Signature Bank in New York, along with Credit Suisse in Europe, also failed this week due to what financial experts call “contagion,” a term used when bank failures, like the one at SVB, spread as a result of economic uncertainty.

The widespread failures have prompted some Pennsylvanians to ask the question — “is my money safe?” The short answer is yes, as long as the bank account has $250,000 or less in it. Joint accounts are protected up to $500,000.

“It’s FDIC [Federal Deposit Insurance Corporation] insured, and your money is safe no matter if the bank defaults, or goes bankrupt,” said Alex Langan, a financial advisor at Langan Financial Group. “The U.S. government will step in and protect you so your money is safe.”

President Biden reiterated that promise Monday.

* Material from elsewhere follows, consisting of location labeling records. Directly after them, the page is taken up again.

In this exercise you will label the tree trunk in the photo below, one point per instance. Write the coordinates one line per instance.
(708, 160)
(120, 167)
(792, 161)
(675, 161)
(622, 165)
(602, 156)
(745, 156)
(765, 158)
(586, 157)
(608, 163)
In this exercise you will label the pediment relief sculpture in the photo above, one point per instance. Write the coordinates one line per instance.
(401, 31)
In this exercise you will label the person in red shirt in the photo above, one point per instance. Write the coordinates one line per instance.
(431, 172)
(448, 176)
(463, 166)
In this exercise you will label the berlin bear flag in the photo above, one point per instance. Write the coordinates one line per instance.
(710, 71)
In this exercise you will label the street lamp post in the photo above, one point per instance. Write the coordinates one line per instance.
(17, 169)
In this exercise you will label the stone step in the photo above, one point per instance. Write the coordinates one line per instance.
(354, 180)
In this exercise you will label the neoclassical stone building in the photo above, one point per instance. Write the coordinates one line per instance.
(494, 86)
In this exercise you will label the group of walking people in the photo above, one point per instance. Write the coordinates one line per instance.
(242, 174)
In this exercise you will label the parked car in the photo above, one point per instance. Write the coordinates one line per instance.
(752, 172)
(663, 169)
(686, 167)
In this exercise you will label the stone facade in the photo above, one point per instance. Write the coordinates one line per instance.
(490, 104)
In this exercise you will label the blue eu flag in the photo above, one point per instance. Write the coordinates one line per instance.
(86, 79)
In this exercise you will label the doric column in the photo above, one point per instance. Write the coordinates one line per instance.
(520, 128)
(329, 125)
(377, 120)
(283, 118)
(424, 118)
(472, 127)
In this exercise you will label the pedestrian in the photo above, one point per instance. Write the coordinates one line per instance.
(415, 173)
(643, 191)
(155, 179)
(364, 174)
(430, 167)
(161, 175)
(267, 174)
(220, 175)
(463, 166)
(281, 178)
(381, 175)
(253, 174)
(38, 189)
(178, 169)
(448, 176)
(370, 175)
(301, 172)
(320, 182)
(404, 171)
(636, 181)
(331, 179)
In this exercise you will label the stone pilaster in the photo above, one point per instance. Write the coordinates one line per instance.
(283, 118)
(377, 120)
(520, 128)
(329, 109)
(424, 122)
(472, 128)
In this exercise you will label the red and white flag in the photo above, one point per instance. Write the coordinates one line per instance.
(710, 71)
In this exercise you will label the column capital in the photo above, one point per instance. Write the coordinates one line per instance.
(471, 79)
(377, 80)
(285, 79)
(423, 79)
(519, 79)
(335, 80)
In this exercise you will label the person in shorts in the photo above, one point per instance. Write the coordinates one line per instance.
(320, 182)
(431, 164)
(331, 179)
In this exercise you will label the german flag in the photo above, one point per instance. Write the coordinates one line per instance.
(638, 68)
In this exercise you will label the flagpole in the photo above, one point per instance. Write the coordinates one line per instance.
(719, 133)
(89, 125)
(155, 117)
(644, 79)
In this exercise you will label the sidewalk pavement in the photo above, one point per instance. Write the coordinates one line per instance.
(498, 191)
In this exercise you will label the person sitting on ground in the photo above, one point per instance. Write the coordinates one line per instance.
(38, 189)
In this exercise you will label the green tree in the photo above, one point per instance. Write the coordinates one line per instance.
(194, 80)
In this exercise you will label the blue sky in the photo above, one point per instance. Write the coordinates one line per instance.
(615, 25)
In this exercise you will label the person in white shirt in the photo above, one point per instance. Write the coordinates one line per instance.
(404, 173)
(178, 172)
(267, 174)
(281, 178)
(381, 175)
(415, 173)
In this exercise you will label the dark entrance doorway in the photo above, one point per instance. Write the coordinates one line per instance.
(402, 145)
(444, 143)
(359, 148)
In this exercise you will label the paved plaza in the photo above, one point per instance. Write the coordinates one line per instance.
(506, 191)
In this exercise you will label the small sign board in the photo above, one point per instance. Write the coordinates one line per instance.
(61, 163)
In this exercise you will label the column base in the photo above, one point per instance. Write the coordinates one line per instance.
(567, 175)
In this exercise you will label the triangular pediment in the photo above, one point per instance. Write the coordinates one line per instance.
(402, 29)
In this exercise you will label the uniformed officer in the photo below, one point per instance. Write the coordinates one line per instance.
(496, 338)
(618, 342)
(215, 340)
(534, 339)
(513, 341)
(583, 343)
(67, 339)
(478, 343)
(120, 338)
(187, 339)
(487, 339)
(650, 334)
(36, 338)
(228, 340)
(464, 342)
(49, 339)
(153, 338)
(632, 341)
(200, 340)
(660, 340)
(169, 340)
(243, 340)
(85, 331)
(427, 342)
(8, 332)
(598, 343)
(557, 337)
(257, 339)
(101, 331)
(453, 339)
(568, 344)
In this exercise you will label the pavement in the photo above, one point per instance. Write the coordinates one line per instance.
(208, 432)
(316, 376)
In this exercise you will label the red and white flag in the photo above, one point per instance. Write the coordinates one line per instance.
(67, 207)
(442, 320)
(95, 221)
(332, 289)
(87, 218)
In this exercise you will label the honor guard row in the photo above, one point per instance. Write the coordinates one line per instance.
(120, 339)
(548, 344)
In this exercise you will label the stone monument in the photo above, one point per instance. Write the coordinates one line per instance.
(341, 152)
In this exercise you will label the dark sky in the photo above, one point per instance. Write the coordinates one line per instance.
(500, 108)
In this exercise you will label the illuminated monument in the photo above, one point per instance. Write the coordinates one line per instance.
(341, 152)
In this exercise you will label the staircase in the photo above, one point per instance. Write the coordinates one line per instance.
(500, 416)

“Americans can have confidence that the banking system is safe,” Biden said at the White House. Your deposits will be there when you need them. Small businesses across the country with deposit accounts at these banks can breathe easier, knowing they’ll be able to pay their workers and pay their bills and their hard-working employees can breathe easier as well.”

Financial experts recommend that anyone who has over $250,000 in a single account remove the remainder of that money to a different financial institution(s). There’s also agreement this crisis will not be a repeat of 2008.

“I don’t see this as what’s known as contagion like we had in 2008,” said Robert E. Caplan, a retired investment advisor. “I think this is something we’re going to learn from.”